Another example for running a feature branch:

- "git+https://github.com/CellProfiler/CellProfiler.git@features/pixel_classifier#egg=cellprofiler-features-pixel_classifier"

Issues

  • If you receive errors like this when creating your environment

fatal: unable to connect to github.com:

this may be because you are behind a firewall and cloning via git:// is blocked. This is described on Stack Overflow here. You can try changing to cloning via https:// which worked for me, with

git config --global url."https://".insteadOf git://

then re-trying environment creation.

  • If the first attempt to create the conda environment fails, the next attempt may report that the environment already exists.
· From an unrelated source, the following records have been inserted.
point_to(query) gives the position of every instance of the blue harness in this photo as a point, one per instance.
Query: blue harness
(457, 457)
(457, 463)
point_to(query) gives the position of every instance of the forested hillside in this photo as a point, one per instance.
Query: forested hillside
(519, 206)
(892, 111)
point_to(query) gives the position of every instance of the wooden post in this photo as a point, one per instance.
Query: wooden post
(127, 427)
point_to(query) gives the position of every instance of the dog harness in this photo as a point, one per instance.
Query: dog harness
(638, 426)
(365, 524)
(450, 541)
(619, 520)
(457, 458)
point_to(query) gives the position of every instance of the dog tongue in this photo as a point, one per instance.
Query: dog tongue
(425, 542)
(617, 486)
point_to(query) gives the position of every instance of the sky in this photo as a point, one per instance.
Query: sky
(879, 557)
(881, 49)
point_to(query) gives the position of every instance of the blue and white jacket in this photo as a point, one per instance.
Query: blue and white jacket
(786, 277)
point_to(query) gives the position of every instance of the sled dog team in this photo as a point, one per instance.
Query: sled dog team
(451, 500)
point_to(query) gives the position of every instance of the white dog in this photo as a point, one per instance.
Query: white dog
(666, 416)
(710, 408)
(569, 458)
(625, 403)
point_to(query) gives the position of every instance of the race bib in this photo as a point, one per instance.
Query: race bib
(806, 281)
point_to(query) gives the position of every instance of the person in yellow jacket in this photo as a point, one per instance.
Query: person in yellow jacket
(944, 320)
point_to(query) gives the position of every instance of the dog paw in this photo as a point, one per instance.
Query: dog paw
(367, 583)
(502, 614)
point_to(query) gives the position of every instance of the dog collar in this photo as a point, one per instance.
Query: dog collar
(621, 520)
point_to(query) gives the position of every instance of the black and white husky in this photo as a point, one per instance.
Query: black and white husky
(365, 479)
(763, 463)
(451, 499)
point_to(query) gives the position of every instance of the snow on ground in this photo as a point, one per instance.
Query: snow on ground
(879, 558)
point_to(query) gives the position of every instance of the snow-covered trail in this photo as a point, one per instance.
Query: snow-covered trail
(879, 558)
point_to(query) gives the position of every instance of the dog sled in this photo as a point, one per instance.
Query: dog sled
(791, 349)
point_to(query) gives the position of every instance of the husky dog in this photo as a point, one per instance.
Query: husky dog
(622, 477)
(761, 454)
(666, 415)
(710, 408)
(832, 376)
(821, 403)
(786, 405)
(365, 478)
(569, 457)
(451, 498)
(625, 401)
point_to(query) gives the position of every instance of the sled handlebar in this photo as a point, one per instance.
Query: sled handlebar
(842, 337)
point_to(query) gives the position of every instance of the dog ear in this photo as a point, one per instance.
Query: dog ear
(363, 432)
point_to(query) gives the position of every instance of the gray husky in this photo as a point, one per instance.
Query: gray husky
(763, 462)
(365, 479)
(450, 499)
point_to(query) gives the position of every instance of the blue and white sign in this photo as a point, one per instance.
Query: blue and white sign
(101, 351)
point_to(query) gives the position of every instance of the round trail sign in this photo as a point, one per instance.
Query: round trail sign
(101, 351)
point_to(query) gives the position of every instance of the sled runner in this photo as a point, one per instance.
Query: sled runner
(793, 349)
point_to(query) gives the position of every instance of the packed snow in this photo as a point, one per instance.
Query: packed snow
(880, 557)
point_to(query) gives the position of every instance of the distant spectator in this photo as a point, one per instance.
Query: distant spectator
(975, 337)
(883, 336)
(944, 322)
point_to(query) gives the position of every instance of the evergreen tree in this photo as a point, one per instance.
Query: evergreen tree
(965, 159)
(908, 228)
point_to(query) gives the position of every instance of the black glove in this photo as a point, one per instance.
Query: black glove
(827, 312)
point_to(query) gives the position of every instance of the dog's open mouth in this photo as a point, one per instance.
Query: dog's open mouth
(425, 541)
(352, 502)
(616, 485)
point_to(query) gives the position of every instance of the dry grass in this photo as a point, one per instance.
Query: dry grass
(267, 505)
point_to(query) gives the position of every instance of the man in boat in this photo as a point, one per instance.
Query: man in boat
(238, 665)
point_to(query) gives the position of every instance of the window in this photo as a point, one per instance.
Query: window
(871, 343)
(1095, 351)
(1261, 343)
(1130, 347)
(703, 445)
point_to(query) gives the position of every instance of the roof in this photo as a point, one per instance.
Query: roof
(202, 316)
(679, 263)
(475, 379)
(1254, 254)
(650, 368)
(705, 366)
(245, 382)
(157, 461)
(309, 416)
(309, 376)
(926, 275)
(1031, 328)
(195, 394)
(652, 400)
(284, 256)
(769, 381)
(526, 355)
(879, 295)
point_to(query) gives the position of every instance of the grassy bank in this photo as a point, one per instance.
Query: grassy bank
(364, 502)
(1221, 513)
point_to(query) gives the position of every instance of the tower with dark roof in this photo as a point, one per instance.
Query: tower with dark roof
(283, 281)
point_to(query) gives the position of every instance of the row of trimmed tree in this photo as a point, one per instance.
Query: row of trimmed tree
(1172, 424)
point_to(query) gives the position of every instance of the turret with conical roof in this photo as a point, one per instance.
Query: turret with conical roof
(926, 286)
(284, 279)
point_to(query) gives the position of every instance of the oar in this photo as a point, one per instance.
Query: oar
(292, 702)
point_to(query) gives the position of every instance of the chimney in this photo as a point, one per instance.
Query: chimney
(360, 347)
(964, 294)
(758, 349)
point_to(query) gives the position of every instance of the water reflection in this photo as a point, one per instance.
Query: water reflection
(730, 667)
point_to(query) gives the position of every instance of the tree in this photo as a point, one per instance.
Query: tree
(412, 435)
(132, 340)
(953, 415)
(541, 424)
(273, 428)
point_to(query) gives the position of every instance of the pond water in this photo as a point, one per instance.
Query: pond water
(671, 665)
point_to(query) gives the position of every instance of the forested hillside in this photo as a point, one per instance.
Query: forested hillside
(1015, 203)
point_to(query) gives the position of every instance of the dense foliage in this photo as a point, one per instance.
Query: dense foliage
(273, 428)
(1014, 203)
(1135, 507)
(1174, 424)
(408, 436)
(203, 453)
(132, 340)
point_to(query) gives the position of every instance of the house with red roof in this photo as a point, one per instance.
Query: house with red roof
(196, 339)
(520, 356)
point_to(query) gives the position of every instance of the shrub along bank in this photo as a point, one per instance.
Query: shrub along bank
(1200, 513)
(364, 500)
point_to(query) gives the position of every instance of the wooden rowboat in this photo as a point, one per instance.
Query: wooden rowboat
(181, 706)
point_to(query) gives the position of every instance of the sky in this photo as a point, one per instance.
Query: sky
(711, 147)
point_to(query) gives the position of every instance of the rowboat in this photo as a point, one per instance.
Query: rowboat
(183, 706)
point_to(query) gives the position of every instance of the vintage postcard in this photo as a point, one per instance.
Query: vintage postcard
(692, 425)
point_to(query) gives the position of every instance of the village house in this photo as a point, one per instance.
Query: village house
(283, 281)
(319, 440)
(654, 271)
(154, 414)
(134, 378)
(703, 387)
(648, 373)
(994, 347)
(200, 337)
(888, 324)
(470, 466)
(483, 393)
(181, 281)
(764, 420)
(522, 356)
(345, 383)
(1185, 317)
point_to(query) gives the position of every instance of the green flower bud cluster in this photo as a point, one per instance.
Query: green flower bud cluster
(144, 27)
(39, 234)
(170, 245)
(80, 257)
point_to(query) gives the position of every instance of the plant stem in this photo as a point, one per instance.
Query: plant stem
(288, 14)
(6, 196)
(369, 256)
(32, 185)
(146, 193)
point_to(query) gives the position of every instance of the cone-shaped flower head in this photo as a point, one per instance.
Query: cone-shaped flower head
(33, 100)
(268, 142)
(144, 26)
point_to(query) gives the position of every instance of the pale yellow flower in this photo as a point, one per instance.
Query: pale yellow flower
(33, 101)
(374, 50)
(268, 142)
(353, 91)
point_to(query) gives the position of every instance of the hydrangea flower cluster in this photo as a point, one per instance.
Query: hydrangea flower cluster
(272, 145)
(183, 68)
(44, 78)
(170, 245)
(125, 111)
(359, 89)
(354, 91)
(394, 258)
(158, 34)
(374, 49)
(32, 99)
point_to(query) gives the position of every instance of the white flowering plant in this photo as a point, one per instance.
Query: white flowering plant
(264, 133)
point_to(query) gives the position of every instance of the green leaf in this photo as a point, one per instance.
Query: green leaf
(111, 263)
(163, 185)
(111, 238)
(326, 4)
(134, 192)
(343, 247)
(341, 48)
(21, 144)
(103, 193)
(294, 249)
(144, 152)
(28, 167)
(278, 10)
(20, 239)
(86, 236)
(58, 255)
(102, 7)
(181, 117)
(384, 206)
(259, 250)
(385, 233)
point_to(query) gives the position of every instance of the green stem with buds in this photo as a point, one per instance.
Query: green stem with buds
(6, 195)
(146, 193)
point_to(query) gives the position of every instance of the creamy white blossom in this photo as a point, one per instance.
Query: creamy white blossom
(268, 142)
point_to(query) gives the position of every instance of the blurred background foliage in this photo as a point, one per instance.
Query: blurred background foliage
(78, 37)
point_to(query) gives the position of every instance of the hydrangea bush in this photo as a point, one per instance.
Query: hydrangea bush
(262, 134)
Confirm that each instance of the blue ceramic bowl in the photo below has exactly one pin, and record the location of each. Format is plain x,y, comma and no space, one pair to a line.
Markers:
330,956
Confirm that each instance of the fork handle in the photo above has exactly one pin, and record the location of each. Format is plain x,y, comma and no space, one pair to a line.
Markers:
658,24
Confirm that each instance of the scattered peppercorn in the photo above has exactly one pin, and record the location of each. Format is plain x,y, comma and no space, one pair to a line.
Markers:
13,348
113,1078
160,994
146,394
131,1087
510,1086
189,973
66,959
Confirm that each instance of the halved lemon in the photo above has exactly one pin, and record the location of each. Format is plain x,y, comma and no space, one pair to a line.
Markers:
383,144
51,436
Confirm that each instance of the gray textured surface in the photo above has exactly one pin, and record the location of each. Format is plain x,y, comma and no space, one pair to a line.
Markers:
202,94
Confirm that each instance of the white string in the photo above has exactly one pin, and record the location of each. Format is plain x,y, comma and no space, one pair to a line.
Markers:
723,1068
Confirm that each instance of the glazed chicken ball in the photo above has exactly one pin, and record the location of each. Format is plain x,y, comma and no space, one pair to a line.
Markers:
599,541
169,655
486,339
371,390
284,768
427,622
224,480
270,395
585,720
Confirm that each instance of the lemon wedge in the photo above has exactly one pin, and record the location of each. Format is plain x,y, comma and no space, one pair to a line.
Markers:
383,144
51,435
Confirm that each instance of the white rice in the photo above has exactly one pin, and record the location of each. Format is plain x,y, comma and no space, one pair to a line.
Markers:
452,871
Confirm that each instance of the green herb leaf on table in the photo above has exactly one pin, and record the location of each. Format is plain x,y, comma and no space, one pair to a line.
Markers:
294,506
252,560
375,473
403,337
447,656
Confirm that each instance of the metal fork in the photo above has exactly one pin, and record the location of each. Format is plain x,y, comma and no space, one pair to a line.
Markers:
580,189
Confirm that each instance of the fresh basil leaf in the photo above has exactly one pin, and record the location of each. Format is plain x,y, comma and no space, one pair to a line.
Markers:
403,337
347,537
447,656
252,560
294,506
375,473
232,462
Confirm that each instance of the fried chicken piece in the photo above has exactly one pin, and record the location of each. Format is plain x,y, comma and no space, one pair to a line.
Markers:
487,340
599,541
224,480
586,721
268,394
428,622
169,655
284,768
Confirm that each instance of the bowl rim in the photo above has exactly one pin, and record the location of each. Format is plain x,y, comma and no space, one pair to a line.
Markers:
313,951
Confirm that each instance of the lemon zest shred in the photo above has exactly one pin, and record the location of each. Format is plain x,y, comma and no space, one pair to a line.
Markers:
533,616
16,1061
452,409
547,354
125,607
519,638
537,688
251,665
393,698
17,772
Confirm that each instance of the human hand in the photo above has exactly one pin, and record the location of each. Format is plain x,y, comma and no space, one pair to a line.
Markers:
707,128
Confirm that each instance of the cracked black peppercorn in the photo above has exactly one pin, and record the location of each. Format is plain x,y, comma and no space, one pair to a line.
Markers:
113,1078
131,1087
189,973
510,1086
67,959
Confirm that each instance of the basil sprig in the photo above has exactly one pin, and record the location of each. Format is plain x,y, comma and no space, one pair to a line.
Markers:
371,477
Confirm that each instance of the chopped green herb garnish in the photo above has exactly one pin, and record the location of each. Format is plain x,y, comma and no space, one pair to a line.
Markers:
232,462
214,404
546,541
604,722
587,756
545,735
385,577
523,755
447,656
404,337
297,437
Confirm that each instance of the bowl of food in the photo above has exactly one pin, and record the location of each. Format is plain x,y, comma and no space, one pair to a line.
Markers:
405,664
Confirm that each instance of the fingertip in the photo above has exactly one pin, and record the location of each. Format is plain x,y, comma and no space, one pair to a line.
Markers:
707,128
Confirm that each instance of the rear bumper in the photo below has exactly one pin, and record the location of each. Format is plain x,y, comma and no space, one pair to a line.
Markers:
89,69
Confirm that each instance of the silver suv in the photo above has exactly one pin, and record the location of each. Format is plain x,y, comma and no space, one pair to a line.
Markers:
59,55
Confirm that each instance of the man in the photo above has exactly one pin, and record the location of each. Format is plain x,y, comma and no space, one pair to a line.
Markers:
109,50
If this is the case use

conda env update -f environment.yml

  • Exit the environment with deactivate in Windows and source deactivate in Mac.

  • If wxpython is causing trouble in Windows, wxpython can be installed directly into the conda env using Christoph Gohlke's Windows wheels

  • In at least one instance centrosome would not install from within the environment file; running pip install centrosome then running the environment creation again solved the issue.

  • One user has reported the following issue

    despite uninstalling and re-installing the packages it was still using the cached versions which I think had been built with a different version of python(?) Re-installing with pip and the --no-cache flag on the troublesome packages in the conda environment seems to have fixed it.